Major international firms like American Express, Visa, Mastercard, Amazon, Paypal, Western Union, etc, may heave a sigh of relief as the Reserve Bank of India (RBI) on Wednesday relaxed its April 2018 circular mandating that all payments data generated in India be stored within the country.
In some sort of relief, the central bank has now allowed such international firms to store data abroad in cases where the transaction originates in the country but gets completed overseas, with a proviso that a mirror copy of such transactions are stored in India. However, for end-to-end domestic transactions, all storage still needs to be done within the country.
Earlier, the central bank had not made a clear cut distinction between transactions which are completed within the country and transactions which originates here and gets completed overseas. Industry analysts said with regard to transactions which had a domestic as well as overseas component there was ambiguity whether such data can be stored overseas or not.
In fact, last week at a meeting convened by commerce and industry minister Piyush Goyal on data storage policies, foreign payments firms like Mastercard and American Express had raised their concerns on the mandatory data storage within the country. Deputy RBI governor BP Kanungo had then assured them that the central bank will look into the matter.
In the clarification put out in its website on Wednesday, the central bank said, “For cross-border transaction data, consisting of a foreign component and a domestic component, a copy of the domestic component may also be stored abroad, if required.” This clears the ambiguity which existed in the earlier circular.
The April 6, 2018, notification read: “All system providers shall ensure that the entire data relating to payment systems operated by them are stored in a system only in India.”
“This data should include the full end-to-end transaction details/information collected/carried/processed as part of the message/payment instruction. For the foreign leg of the transaction, if any, the data can also be stored in the foreign country, if required,” the RBI had said in its notification dated April 6, 2018.
In Wednesday’s clarification, the RBI also said that the payment data sent abroad for processing should be deleted abroad within the prescribed time line and stored only in India. The data stored in India can be accessed or fetched for handling customer disputes whenever required.
Banks, especially foreign banks, earlier specifically permitted to store the banking data abroad may continue to do so; however, in respect of domestic payments transactions, the data shall be stored only in India, the central bank said.
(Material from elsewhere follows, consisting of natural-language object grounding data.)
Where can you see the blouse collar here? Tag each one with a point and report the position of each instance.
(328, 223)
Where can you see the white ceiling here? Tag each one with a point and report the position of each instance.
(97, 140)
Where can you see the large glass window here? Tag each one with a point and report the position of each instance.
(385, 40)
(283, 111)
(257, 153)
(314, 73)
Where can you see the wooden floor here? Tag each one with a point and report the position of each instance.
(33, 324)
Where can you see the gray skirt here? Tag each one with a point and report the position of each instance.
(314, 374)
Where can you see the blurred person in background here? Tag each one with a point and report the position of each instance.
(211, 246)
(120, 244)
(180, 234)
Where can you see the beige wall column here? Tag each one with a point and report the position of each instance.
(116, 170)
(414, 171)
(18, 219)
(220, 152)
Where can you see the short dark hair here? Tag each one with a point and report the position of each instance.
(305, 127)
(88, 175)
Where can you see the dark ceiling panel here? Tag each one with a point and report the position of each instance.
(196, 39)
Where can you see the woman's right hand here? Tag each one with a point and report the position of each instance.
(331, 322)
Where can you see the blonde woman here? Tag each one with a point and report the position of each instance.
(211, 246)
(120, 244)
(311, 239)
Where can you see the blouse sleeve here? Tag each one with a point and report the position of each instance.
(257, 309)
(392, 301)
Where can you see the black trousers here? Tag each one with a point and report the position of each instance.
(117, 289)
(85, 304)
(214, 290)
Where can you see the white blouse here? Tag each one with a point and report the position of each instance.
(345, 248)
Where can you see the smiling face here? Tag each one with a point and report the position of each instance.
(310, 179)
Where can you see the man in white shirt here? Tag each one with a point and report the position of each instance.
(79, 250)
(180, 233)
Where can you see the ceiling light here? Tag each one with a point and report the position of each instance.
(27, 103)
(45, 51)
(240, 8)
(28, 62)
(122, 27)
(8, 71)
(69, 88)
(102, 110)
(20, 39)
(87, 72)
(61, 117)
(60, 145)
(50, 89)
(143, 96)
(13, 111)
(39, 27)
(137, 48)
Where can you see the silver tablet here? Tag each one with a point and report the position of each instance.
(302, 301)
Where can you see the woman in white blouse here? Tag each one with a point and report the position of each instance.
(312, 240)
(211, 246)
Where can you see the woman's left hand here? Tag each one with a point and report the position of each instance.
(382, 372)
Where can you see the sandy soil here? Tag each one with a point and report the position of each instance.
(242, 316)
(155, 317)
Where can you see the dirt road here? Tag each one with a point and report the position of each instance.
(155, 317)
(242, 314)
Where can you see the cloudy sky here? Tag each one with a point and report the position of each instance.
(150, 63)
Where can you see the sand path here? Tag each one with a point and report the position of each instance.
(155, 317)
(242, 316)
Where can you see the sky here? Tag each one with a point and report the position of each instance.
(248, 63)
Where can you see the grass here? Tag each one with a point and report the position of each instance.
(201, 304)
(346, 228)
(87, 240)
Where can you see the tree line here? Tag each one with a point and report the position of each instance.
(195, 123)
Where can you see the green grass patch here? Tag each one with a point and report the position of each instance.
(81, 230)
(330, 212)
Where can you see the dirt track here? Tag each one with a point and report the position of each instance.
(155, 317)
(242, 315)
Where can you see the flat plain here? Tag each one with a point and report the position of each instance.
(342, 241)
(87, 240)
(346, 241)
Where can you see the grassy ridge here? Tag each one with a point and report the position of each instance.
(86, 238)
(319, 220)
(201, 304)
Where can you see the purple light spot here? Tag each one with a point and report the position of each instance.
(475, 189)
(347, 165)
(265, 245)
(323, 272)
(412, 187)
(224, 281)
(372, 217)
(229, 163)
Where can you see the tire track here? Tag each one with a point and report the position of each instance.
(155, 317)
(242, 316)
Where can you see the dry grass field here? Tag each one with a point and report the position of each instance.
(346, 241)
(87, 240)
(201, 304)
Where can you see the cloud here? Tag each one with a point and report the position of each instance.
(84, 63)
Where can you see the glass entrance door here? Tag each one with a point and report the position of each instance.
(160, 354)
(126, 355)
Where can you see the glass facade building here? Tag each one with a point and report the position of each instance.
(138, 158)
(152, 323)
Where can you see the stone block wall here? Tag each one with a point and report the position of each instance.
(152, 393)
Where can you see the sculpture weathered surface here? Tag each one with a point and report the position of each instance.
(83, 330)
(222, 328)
There is no bar on processing of payment transactions outside India if so desired by the payment system operators (PSOs). However, the data shall be stored only in India after the processing. The complete end-to-end transaction details should be part of the data.
In case the processing is done abroad, the data should be deleted from the systems abroad and brought back to India not later than one business day or 24 hours from payment processing, whichever is earlier. The same should be stored only in India.
However, any subsequent activity such as settlement processing after payment processing, if done outside India, shall also be undertaken or performed on a near real-time basis. The data should be stored only in India.
In case of any other related processing activity, such as chargeback, the data can be accessed, at any time, from India where it is stored.